Les militants de gauche n’étaient toutefois pas les seuls visés par les surveillants: toute personne en contact personnel avec un «élément subversif» était également espionnée. Plus de la moitié des fiches concernaient des migrants et des demandeurs d’asile qui étaient globalement soupçonnés de vouloir «empoisonner» l’ordre interne de la Suisse avec leurs idées communistes.
Une fois le scandale rendu public, des milliers de particuliers ont demandé à consulter leurs dossiers. Mais les documents comportaient de nombreuses barres noires pour protéger les délateurs. Le contenu des fiches était extrêmement varié: certaines révélaient des détails très intimes, mais l’écrasante majorité n’était constituée que de futilités, dont certaines étaient tout simplement ridicules. On y trouvait, au-delà des faits, de nombreuses allégations, beaucoup de demi-vérités et de fausses informations, ce qui rendait les fiches très dangereuses. En effet, d’innombrables personnes ont perdu leur emploi, leur maison, leur existence à cause de ces gardiens de l’Etat trop zélés.
Le dossier des Amis de la Nature*
Étant à l’époque une association touristique socialiste, les Amis de la Nature constituaient également une épine dans le pied des mouchards de l’État. Comme beaucoup de ses membres étaient également actifs au sein du PdT, l’association a été passée au peigne fin. En 1965, il y a eu un rapport sur «l’association touristique des Amis de la nature qui, selon ses statuts de l’automne 1953, se déclare opposée à toute dictature. La fédération nationale avait ainsi pris ses distances, d’un point de vue idéologique, avec les adhérents de l’extrême gauche. Malgré cela, elle n’a toutefois pas réussi une véritable épuration.»
L’association et ses membres ont donc continué à être surveillés. On a notamment consigné scrupuleusement quels activistes tenaient des conférences chez les Amies de la nature et qui y assistait.
Mais on trouve aussi des notes sur des activités bien plus inoffensives, comme ce signalement d’une exposition de champignons dans le parc forestier de Reinacherheide en 1951. La cueillette des champignons a semble-t-il été extrêmement suspecte aux yeux de l’Inspection de police car elle est mentionnée à plusieurs reprises dans les fiches.

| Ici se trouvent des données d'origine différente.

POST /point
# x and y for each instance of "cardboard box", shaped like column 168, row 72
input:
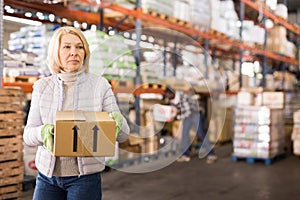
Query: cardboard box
column 80, row 133
column 274, row 100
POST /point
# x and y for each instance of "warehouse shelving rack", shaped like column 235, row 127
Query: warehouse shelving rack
column 210, row 40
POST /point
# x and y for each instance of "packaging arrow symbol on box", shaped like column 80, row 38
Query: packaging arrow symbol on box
column 84, row 133
column 95, row 139
column 75, row 138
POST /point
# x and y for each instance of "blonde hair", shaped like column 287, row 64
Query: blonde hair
column 53, row 61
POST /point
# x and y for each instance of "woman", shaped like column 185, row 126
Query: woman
column 71, row 87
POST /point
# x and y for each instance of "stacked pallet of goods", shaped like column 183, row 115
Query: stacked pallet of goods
column 296, row 133
column 259, row 126
column 11, row 143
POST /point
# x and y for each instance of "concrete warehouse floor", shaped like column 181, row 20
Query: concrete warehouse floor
column 223, row 180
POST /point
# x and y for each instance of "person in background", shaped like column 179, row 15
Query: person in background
column 189, row 112
column 70, row 87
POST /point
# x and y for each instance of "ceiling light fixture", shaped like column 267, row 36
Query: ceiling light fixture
column 22, row 21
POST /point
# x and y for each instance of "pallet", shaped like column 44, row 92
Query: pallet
column 167, row 18
column 252, row 160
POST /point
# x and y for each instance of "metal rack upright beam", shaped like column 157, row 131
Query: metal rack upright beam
column 1, row 43
column 138, row 81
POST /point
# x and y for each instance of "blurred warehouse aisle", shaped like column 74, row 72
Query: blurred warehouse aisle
column 223, row 180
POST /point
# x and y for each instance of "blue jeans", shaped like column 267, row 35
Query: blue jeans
column 72, row 187
column 194, row 120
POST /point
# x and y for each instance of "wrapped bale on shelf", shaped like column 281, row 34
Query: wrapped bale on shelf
column 258, row 132
column 11, row 143
column 259, row 125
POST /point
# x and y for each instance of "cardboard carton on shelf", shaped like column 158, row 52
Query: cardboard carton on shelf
column 82, row 133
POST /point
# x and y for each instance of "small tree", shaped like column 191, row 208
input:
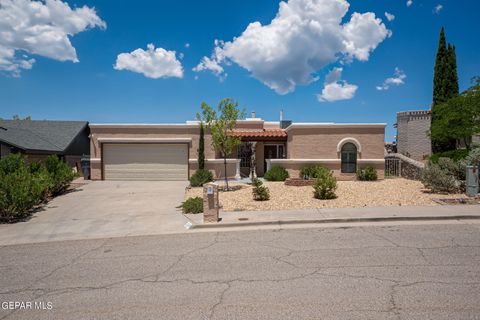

Les dons des Amis de la Nature sont eux aussi scrutés minutieusement: peu importe qu’il s’agisse de l’aide apportée aux ouvrières du textile en grève, à la communauté d’intérêts d’anciens combattants de la guerre d’Espagne ou d’un bouquet de fleurs accompagné d’une contribution financière aux frais de procès du politicien du PdT Emil Arnold – tout ce qui était susceptible d’être interprété d’une manière ou d’une autre comme une critique envers l’État était extrêmement suspect et allait être fiché.
Mais d’où venaient toutes ces informations? On a souvent eu recours comme sources à des articles de presse, des tracts ou des communiqués officiels. Un examen plus attentif des dossiers révèle toutefois que les Amis de la Nature étaient également infiltrés par des espions: cela s’est produit en 1970 lorsqu’un indic a accepté le poste de guide de voyage des Amis de la Nature de Zurich-Albisrieden dans le cadre d’un programme d’échange avec l’association alpine polonaise «Polski Klub Gorski». Voici son objectif déclaré: «Je vais faire de mon mieux pour tenir mon groupe de voyageurs à l’écart de toute influence politique, et pour ne pas prendre de contacts inutiles.»
Les organisations de voyages à l’étranger de même que les camps de ski étaient apparemment d’un intérêt particulier pour les autorités: tous les noms des responsables y étaient relevés, y compris le surnom, le métier, la date de naissance, l’appartenance familiale et l’adresse. Ces données étaient par ailleurs régulièrement mises à jour et référencées croisées. Durant l’été 1972, «Basisgruppe 9», qui avait invité à une fête dans la maison des Amis de la Nature Eichbühl à Zurich, est également tombé dans le collimateur des agents de renseignement. La fête, avec musique et projection de films, a été signalée à un poste de police et «contrôlée périodiquement» par l’espion. Ce même groupe a organisé six mois plus tard une nouvelle fête à Eichbühl qui a réuni une trentaine de jeunes. À chaque fois, son indic a relevé toutes les plaques d’immatriculation, noms des propriétaires et adresses compris. Bien que les deux événements se soient déroulés dans le calme, le concierge Werner Schindel a été licencié pour avoir soi-disant permis la tenue des deux fêtes.
Généralement, les mentions des fiches semblent souvent sans plan ni concept. Tout est noté, que ce soit pertinent ou non, et en partie de manière très dilettante. Les fiches sont en majeure partie inexploitables pour une évaluation sérieuse des services de renseignement – elles représentent plutôt la «tumeur cancéreuse» de la ringardise.
Le scandale des fiches constitue un chapitre noir de l’histoire suisse – il témoigne d’un climat de peur et de méfiance de la part des autorités pendant la guerre froide et a conduit à une grave crise de confiance des citoyens et des citoyennes envers l’Etat.
*Après l’éclatement du scandale, les Amis de la Nature avaient eux aussi réclamé la remise des documents les concernant, lesquels se trouvent aujourd’hui au siège des Amis de la Nature Suisse.